PT-LBCL had been treated principally with the CHOP regimen used in most cases of DLBCL, NOS. This regimen consists of three chemotherapy drugs (cyclophosphamide, hydroxydoxorubicin, and oncovin) plus a glucocorticoid (either prednisone or prednisolone);[12] it achieved complete remission rates of >50%,[6] 5 year median overall and progression-free survival times of 49 and 96 months, respectively, and cause-specific survival rates at 5 years of ~60%.[1] However, rates of disease recurrence on this regimen were high with central nervous system relapses occurring after 5 and 10 years in 20% and 35% of cases, respectively, and contralateral testicular relapses occurring after 10–15 years in 5-35% of cases.[6] More recently, the immunotherapy drug, rituximab has been added to the CHOP chemotherapy regiment to form the R-CHOP chemoimmunotherapy regimen.[2] Rituximab is a monoclonal antibody that binds to the CD20 protein on, e.g.
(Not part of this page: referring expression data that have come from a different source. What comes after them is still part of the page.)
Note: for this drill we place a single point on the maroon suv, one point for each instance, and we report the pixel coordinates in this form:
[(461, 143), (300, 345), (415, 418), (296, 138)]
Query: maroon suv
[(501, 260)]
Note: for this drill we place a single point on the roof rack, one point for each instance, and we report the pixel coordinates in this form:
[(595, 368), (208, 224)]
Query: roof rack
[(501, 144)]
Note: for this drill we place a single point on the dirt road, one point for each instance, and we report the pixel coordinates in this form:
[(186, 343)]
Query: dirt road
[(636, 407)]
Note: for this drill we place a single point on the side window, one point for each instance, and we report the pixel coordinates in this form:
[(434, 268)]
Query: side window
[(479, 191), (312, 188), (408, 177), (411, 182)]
B-cells, and by doing so targets these cells for attack by the hosts adaptive immune system.[13] The addition of rituximab improved the therapeutic efficacy of the CHOP regimen in almost all forms of DLBCL but has been somewhat less successful in PT-DLBCL primarily because it does not cross the blood–brain barrier in appreciable amounts and therefore cannot treat or prevent central nervous system involvement.[2] In consequence, current recommendations for PT-DLBCL include 1) the R-CHOP regimen;[7] 2) systemic therapy with high dosage methotrexate, a drug which penetrates the blood–brain barrier or, in cases unable to tolerate high dose systemic methotrexate, intrathecal (i.e. injected directly into spinal fluid of the central nervous system) methotrexate;[2] and 3) radiotherapy to the contralateral testis.[7][11] For cases with central nervous system involvement at presentation, R-CHOP plus high dose intravenous and intrathecal methotrexate is recommended; for cases of lymphomatous meningitis R-CHOP plus cytarabine is recommended; and for cases in which patients have altered cardiac function and therefore unable to tolerate the cardiotoxic drug, hydroxydoxorubicin, R-CEOP (substitutes etoposide for hydroxydoxorubicin) is recommended.[14]

Research

Since it is not clear that methotrexate therapy reduces the incidence of central nervous system relapse in PT-DLBCL,[7] a phase II non-comparative clinical study to determine the feasibility and toxicity of the R-CHOP regimen plus intrathecal liposomal cytarabine and systemic intermediate-dose methotrexate followed by loco-regional radiotherapy has just been completed.[15] Results of this study, particularly as it relates to central nervous system involvement, are awaited.[6] Other clinical studies seek to determine if ibrutinib (an inhibiter of B-cell receptor signaling that causes B-cell apoptosis, i.e. death)[2] lenalidomide (mechanism of action is unclear), monoclonal antibodies (e.g. atezolizumab, durvalumab, or pembrolizumab) that inhibit the actions of PDLI), or drugs that inhibit the NF-κB or PI3K/AKT/mTOR signaling pathway (i.e. Copanlisib, ONC210, acalabrutinib, and TAK659),[16] when added to the R-CHOP regimen, can prevent or treat central nervous system involvement in various forms of lymphoma and therefore might be useful in PT-DLBCL.[2]